Introduction
Conversion of tropical rainforest into cash crops is escalating due to the pressure to increase food and biofuel production (Laurance et al. 2014). Indonesia has experienced particularly high rates of deforestation and forest degradation within the last decades (Hansenet al. 2013; Margono et al. 2014). Conversion of rainforest into rubber and oil palm plantations, which are among the major cash-crops in Indonesia (Juniyanti et al. 2021), is not only accompanied by vast deforestation and above- and belowground carbon losses, but also by substantial inputs of fertilizers, herbicides and pesticides (Guillaume et al. 2018; Darras et al. 2019). Together, this has resulted in decreases in floral and faunal abundance and diversity in multiple taxonomic groups (Fitzherbert et al.2008; Gibson et al. 2011; Chaudhary et al. 2016). However, functional consequences of biodiversity losses remain little understood. Biodiversity across trophic levels is of pivotal importance for maintaining ecosystem multifunctionality (Hunt & Wall 2002; Bardgett & van der Putten 2014; Tilman et al. 2014). Decreases in abundance and diversity of invertebrates may critically impact energy fluxes in food webs and ultimately lead to losses of ecosystem functions (Cardinale et al. 2006; Barnes et al. 2014, 2016; Cloughet al. 2016; Drescher et al. 2016). However, until today we do not know how energy fluxes in tropical canopies, which are one of the most biodiverse habitats on Earth, are affected by land-use change (Erwin 1983; Ellwood & Foster 2004; Nakamura et al. 2017).
Studies on canopy arthropod groups such as ants, beetles, spiders and parasitoid wasps suggest substantial decline in species diversity, density and biomass if rainforest is converted into rubber and oil palm plantations (Nazarreta et al. 2020; Azhar et al. 2022; Kasmiatun et al. 2022; Ramos et al. 2022). Evaluating associated changes in energy fluxes may help to understand functional consequences of this decline (Barnes et al. 2014; Zhou et al. 2022). Ecosystem functioning crucially depends on fluxes of energy and matter, which are closely linked to food web dynamics via trophic interactions (Reiss et al. 2009). Manning et al. (2018) argue that ecosystem functioning should ideally be defined via process rates involving fluxes of energy and matter between trophic levels and the environment. This calls for a holistic food web approach, focussing not only on individual trophic groups, but on energy fluxes through multiple trophic levels and entire communities (Soliveres et al.2016; Barnes et al. 2018; Wan et al. 2022). Energy fluxes through food web nodes, characterizing the energy consumption of different trophic groups, can be used to infer ecosystem functions such as predation, herbivory and detritivory, that are closely related to ecosystem services, such as pest control, decomposition and carbon sequestration (Barnes et al. 2018; Gauzens et al. 2019).
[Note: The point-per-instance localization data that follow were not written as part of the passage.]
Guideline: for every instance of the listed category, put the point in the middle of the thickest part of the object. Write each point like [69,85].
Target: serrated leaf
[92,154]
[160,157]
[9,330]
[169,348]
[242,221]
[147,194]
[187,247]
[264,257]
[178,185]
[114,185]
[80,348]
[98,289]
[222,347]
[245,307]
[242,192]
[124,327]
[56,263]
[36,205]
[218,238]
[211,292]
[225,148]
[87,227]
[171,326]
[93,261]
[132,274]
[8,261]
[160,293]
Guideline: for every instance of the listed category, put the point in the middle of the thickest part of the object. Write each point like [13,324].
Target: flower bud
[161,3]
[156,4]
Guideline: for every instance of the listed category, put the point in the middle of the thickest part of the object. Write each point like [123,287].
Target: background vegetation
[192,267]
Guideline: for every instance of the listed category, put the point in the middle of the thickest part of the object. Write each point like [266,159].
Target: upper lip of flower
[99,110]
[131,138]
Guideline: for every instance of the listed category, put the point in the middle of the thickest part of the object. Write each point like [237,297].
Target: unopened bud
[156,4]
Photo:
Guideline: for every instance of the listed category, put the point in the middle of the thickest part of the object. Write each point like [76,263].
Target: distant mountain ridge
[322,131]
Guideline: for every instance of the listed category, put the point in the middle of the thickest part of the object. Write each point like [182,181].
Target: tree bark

Application of the energy flux approach to invertebrate communities in tropical canopies is challenging, because the trophic structure of arthropod communities in this habitat is poorly explored (Nakamuraet al. 2017). Given the central role of food web topology for the correct estimation of energy fluxes (Jochum et al. 2021), it is crucial to obtain precise information on trophic positions and trophic interactions of multiple trophic groups in the food web (O’Neill 1969; Seibold et al. 2018). Thus, in-situ assessment of trophic positions of taxa and their potential shifts among tropical land-use systems is needed, but rarely done (Zhou et al. 2022). To the best of our knowledge, the trophic structure of arthropod communities in tropical canopies and land-use associated changes in energy fluxes therein have not been investigated in a comprehensive way until today.
Here, using canopy fogging, we collected arthropods in rainforest, and in three major transformation systems in Southeast Asia, i.e. jungle rubber (rubber agroforest system), rubber and oil palm plantations, replicated in two landscapes in Jambi Province, Sumatra. Sampling was conducted once in the dry and once in the rainy season. For all major arthropod taxa (12 orders and 5 families, representing consistent trophic groups) on each site, we recorded abundance and biomass, and used stable isotope ratios (δ15N and δ13C values) to estimate site-specific trophic positions from primary consumers to top predators and to assess the use of basal resources such as plants and epiphytic microorganisms. Stable isotope analysis allowed us to reconstruct realistic trophic positions of major taxa for calculating energy fluxes and to assess ecological functions such as herbivory, algae-microbivory and predation. We compared fluxes and functions among rainforest transformation systems and hypothesized that (1) due to decline in resource diversity, and density and biomass of canopy arthropods under anthropogenic disturbance, land use simplifies the trophic structure and decreases trophic redundancy; and (2) land use results in a strong reduction of the total energy flux in canopy food webs and leads to changes in proportions of key arthropod-driven trophic functions, such as herbivory, predation and microbivory.